Even though Keever switched careers, he still incorporates his initial vocation “by retaining a scientific and innovative process in his artistic work.” According to Keever, all his works are experimental. “I never know what I’m going to get until I have gone through the process,” Keever said—spoken like a true engineer.
With the way Keever approaches his process, it does resonate with a partial scientific method that everyone learned during science classes. First, Keever starts with an observation. According to him, his best ideas come from simply walking around his neighborhood and letting his mind get lost in its surroundings. “Sometimes I find things on the street that I can put into the 200 gallon aquarium as props,” Keever said. Once an idea is formed and materials have been gathered, Keever starts his experimentation. With his aquarium filled, Keever pours paint and allows “the paint to flow downward through the water” and from there, he begins to take pictures to capture the interaction of various colors. “It’s a very random process and occasionally I see something I haven’t seen before. That’s what I’m really looking for,” Keever stated. Once he’s satisfied with his creation, he shares his ethereal yet abstract photographs to the public.
When looking at his artworks, you can’t help but be amazed and surprised that the images you are looking at are not done with a particular brushstroke technique but with just paint and water. The way the colors intertwine with each other when poured over in a massive 200 gallon water tank creates this smokey or cloud-like effect. Our eyes seem to deceive us by thinking that the colors in the photographs are constantly moving, akin to a lava lamp. The more colorful and vibrant the image is, the more our eyes are drawn to it. At the same time, when looking at his other artworks for a little bit longer, the more our minds see an image. For example, in Abstract 13889, it initially seems like just a smoke-life effect image between the black and fuschia pink colors. However, the more you look at it, the more you can see a woman, as if dancing with her left arm up in the air, in the middle of the photo.

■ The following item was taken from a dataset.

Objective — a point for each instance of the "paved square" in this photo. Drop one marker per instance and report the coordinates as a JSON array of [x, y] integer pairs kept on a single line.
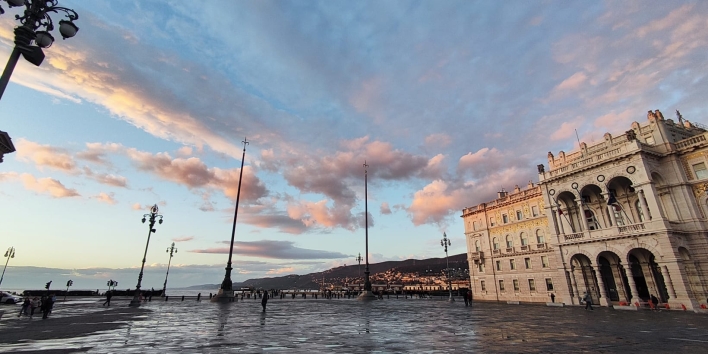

According to Waterhouse & Dodd, Keever’s artworks have been in various collections, both in public and in private, one of which is the famous Metropolitan Museum of Art in New York. Keever’s artworks have also gained international recognition and have collections shown in other countries, like in Alfred Ehrhardt Foundation in Berlin.
Like any artist before him, Keever is constantly surrounded by inspirations and influences. For him, his mother had such a “strong influence” that led him to follow his passion for the arts. According to Keever, his mother has always claimed that her son is an artist and would proudly tell her friends about it. Keever also admitted that he is also inspired by Picasso because of “his ability to make so much work in so many areas of artistic endeavors.”